I think "grotty" was popularised by "A hard day's night", which was released
in 1964.

[end quote] >>

<< [Skitt]
MWCD10 has:

Main Entry: grot·ty
Pronunciation: 'grä-tE
Function: adjective
Inflected Form(s): grot·ti·er; -est
Etymology: origin unknown
Date: 1964
chiefly British : wretchedly shabby : of poor quality

The year fits, but the origin is unknown.

[end quote] >>

<< [James Follett]
We used to have "grotty totty" contests in the 1950s.
[end quote] >>


Since they were both slang,
I wonder if 'grody' is the surviving term here in the US.

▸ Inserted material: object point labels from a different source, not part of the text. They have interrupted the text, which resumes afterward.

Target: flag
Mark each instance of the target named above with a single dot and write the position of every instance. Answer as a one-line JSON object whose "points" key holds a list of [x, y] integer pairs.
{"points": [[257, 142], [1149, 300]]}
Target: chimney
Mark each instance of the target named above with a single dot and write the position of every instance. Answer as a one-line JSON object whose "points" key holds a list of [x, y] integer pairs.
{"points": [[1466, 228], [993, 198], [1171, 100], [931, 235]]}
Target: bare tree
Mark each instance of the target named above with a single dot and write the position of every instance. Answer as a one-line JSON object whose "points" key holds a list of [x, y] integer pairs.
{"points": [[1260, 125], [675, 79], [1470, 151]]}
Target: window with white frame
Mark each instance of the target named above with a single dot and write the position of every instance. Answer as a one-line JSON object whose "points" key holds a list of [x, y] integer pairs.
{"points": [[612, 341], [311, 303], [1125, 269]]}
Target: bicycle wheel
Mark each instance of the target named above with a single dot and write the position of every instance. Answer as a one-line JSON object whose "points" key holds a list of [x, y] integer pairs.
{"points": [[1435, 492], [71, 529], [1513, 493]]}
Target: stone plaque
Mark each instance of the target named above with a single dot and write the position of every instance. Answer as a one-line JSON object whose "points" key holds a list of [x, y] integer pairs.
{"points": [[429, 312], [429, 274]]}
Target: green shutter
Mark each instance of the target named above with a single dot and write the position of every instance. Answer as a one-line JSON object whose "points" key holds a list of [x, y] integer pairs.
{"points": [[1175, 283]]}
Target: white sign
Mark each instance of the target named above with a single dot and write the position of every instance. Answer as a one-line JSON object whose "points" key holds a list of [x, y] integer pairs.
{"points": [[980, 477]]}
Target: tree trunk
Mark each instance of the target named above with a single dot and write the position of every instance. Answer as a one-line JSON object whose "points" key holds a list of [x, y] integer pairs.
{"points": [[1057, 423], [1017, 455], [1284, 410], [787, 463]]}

-- ---------------------------------------------
Richard Maurer To reply, remove half
Sunnyvale, California of a homonym of a synonym for also.
----------------------------------------------------------------------

Skitt

unread,
Dec 31, 2002, 6:11:24 PM12/31/02
to

Yabbut, has "grody" really survived? When did you last hear it?

Richard Maurer

unread,
Dec 31, 2002, 6:53:42 PM12/31/02
to
[named subthread of History of 'Cool' ctd. (was: Usage of "Booked" not in OED)]

<< [Richard Maurer]


Since they were both slang,
I wonder if 'grody' is the surviving term here in the US.

[end quote] >>

<< [Skitt]


Yabbut, has "grody" really survived? When did you last hear it?

[end quote] >>


It seems firmly implanted, ready to pop out at any time,
should the occasion warrant. I haven't heard it lately,
but then I haven't been in any crawl spaces lately,
nor do I remember any occasions that warrant.

Robert Bannister

unread,
Dec 31, 2002, 7:13:56 PM12/31/02
to
R J Valentine wrote:

> I can probably come up with the date that I first heard the word
> "decade" pronounced with the accent on the second syllable. But then
> so can probably half the people on alt.usage.english.
>
I must be in the other half. I can't remember when I first came across
'decade', but everyone I know and have known pronounces with the stress
on the second syllable.


--
Rob Bannister

Pan

unread,
Dec 31, 2002, 7:17:57 PM12/31/02
to
On Tue, 31 Dec 2002 10:50:04 +0000, Laura F Spira
<la...@DRAGONspira.u-net.com> wrote:
[snip]

>I am old enough to remember when "swinging" was popular in the UK (as
>opposed to "dodgy"). I also remember the puzzlement of my parents on
>receiving a postcard from me from Belgium in about 1962, describing the
>hotel I was staying in as "grotty".

We use "grody" here, but "gross" is more common.